現在、藤井寺市に属する国府(こう)遺跡は、一九一〇年代から一九三〇年代にかけて大阪府下で最も注目された石器時代遺跡であって、縄文時代から弥生時代にかけての、大規模な集落遺跡であることを明らかにしたそもそもの端緒は、一九一七年に行なわれた京都大学浜田耕作氏らの本格的な発掘調査であった(31)。
しかし浜田氏が当初国府遺跡の発掘を計画したのは、たんなる集落遺跡の調査ではなくて、もっと野心的な旧石器時代遺跡の発見を賭したものであったのは興味深い。その動機は、国府遺跡の地層下深くから大型粗製の旧石器とおぼしい石器が出土することを伝聞したからであった。
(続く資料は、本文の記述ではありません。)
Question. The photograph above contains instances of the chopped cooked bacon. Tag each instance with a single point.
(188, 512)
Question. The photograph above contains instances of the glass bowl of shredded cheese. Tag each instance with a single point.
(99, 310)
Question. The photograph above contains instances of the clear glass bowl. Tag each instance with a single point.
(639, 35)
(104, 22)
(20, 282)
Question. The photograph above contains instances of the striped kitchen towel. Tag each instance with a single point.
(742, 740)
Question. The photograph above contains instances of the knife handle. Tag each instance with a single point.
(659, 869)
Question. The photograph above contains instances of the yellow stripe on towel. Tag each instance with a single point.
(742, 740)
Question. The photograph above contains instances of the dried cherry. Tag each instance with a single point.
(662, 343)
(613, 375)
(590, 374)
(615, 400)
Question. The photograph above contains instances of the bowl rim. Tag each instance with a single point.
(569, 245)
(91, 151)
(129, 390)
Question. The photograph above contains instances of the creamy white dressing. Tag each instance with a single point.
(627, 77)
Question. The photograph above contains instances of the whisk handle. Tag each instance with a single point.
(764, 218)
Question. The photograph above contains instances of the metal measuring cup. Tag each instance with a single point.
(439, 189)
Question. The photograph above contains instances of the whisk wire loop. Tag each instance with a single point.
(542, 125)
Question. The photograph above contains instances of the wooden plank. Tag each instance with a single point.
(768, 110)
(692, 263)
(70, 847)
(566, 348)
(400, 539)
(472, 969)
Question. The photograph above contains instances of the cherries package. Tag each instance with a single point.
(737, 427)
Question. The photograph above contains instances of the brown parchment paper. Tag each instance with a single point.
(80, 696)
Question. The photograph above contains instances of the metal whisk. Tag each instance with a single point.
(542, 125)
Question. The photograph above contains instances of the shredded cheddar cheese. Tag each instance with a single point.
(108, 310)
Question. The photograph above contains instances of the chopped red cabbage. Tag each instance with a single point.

すなわち一九一六年一〇月、喜田貞吉氏は富田林において「南河内郡の古代遺跡に就いて」と題する講演を行ない、その中で、国府遺跡には表面の土壌中に混じている遺物のほかに、さらに深い所からも別の系統の石器が出土するという衝撃的な談話を発表した。氏の説明によると「此の地は表面に一、二尺の普通の土壌がありまして、其の中から普通の石鏃や石槍などが出る。是は頗(すこぶ)る精好<ママ>なものですが、其の土壌の下が、五、六尺の砂利層で、其の砂利層の下に粘土層がある。其の粘土層の中から上層の石器とは全く系統の違った、大形の無細工な石器が沢山に発見せられるとの事であります」という内容であった。ママ>
ところが浜田氏ら京大の発掘調査の結果は、所期の目的に反して旧石器に類する石器を包含した層は発見できず、縄文・弥生の各土器を含む包含層と、土師器などの存在を確認したにとどまった。ただ、この集落址に接して石器時代人骨の埋葬址が見出され、その後、継続して行なわれた発掘により、日本古代人骨に関する人類学的な研究の上で、多数の貴重な資料を提供することになった。なお国府遺跡から、旧石器ともいうべき先土器時代の石器がついに発掘されるに至ったのは、この調査からちょうど四〇年後の一九五七年のことであった。